In general, I'm just trying to get an idea of the final performance after training and upgrading and repeating over and over vs. starting with the largest NN size (for the same total computer time). Does the former really give a better final performance? Of course, you get more games more quickly to begin with, but in some sense those games might be "lower quality" (or maybe not, as long as the small NN is not saturated??).
One advantage I see of starting with a small NN and upgrading is that debugging should be quicker & you'll get a bug-free product sooner.
-
Gian-Carlo Pascutto
- Posts: 1260
- Joined: Sat Dec 13, 2008 7:00 pm
Re: MCTS beginner questions
I don't worry too much about final performance being different, but its's true at the end you may take more resources to reach the final performance.jp wrote: Does the former really give a better final performance?
But you have more chances of getting there.

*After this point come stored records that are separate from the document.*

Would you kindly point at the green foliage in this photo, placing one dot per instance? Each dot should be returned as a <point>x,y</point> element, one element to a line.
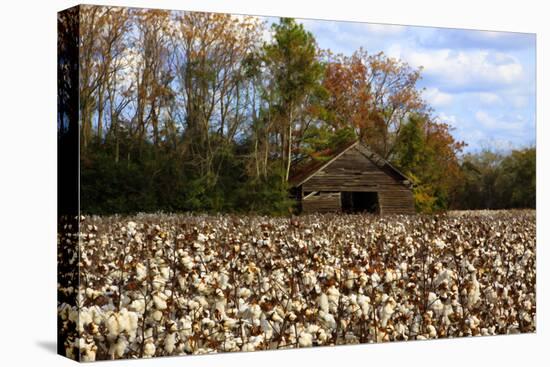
<point>426,154</point>
<point>497,181</point>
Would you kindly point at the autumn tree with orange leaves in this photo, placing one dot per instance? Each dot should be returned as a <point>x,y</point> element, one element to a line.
<point>199,111</point>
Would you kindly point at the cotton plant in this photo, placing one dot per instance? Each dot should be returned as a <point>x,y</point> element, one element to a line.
<point>160,284</point>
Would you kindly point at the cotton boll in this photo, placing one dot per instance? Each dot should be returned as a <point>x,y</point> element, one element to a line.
<point>364,303</point>
<point>141,271</point>
<point>386,311</point>
<point>157,315</point>
<point>229,323</point>
<point>149,349</point>
<point>474,292</point>
<point>118,349</point>
<point>165,272</point>
<point>266,327</point>
<point>432,333</point>
<point>160,301</point>
<point>138,305</point>
<point>170,343</point>
<point>323,303</point>
<point>113,329</point>
<point>305,339</point>
<point>435,304</point>
<point>327,320</point>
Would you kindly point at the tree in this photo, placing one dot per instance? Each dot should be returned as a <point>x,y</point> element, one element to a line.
<point>296,73</point>
<point>428,154</point>
<point>374,94</point>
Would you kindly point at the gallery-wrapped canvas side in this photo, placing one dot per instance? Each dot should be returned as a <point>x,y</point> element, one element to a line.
<point>68,182</point>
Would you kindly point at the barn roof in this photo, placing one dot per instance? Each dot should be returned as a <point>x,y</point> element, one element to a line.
<point>302,172</point>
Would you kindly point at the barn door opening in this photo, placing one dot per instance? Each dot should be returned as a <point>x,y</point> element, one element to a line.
<point>357,202</point>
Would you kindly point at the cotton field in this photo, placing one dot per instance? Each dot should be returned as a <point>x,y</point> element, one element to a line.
<point>160,285</point>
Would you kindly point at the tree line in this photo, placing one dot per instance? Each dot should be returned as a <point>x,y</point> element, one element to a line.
<point>190,111</point>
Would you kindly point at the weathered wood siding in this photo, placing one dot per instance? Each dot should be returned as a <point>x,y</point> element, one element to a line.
<point>353,171</point>
<point>324,202</point>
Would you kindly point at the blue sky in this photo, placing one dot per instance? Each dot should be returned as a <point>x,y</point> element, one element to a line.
<point>480,82</point>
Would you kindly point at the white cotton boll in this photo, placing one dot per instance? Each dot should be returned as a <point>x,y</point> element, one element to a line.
<point>390,276</point>
<point>435,304</point>
<point>245,292</point>
<point>248,347</point>
<point>276,317</point>
<point>328,320</point>
<point>85,318</point>
<point>112,327</point>
<point>157,315</point>
<point>118,349</point>
<point>375,279</point>
<point>141,271</point>
<point>323,303</point>
<point>322,336</point>
<point>223,281</point>
<point>305,340</point>
<point>439,244</point>
<point>188,262</point>
<point>364,302</point>
<point>432,332</point>
<point>160,301</point>
<point>170,343</point>
<point>446,275</point>
<point>229,323</point>
<point>165,272</point>
<point>387,311</point>
<point>208,322</point>
<point>474,293</point>
<point>255,312</point>
<point>149,349</point>
<point>266,327</point>
<point>138,305</point>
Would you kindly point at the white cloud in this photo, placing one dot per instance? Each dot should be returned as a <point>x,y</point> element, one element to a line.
<point>385,29</point>
<point>448,119</point>
<point>437,98</point>
<point>464,68</point>
<point>489,98</point>
<point>493,123</point>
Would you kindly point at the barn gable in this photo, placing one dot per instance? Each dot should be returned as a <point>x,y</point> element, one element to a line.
<point>353,179</point>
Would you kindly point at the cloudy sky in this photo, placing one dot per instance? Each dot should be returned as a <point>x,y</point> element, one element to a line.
<point>480,82</point>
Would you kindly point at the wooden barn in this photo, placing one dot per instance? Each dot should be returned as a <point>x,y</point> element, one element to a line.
<point>351,179</point>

Not only due to faster debugging, but also because it's easier to get people to join the project if you make good progress.
Also I consider it somewhat of a nobrainer that the first batch of random games might as well be done with a smaller network, so surely the optimal in compute terms must lie someshwere in the middle, right.
-
jp
- Posts: 1490
- Joined: Mon Apr 23, 2018 7:54 am
Re: MCTS beginner questions
Yes, that sounds reasonable. There presumably exists some unknown optimal NN upgrade schedule.
-
jp
- Posts: 1490
- Joined: Mon Apr 23, 2018 7:54 am
Re: MCTS beginner questions
Thanks for the reference.brianr wrote:Leela Chess is benefiting from much of the work done for Leela Go.
Net2net is one of the things used by Leela Go that I think has been used for Chess also.
The paper is here:
https://arxiv.org/abs/1511.05641
It looks like it uses the current smaller net weights to bootstrap the new larger net.
I think a training step using sample data is then still needed, but it learns faster instead of using random weights to start with.
...
Alexander Lyashuk also wrote the following (re. net2net):
"Increasing number of blocks:
by inserting blocks which are initialized in such way that they do nothing (except small noise), so input = output.
Increasing number of filters in a block:
(roughly speaking) by splitting existing nodes into several. E.g. of x = 5y was one node, it's replaced with x = 2y + 3y (two nodes).
(this is overly simplified and may be wrong)."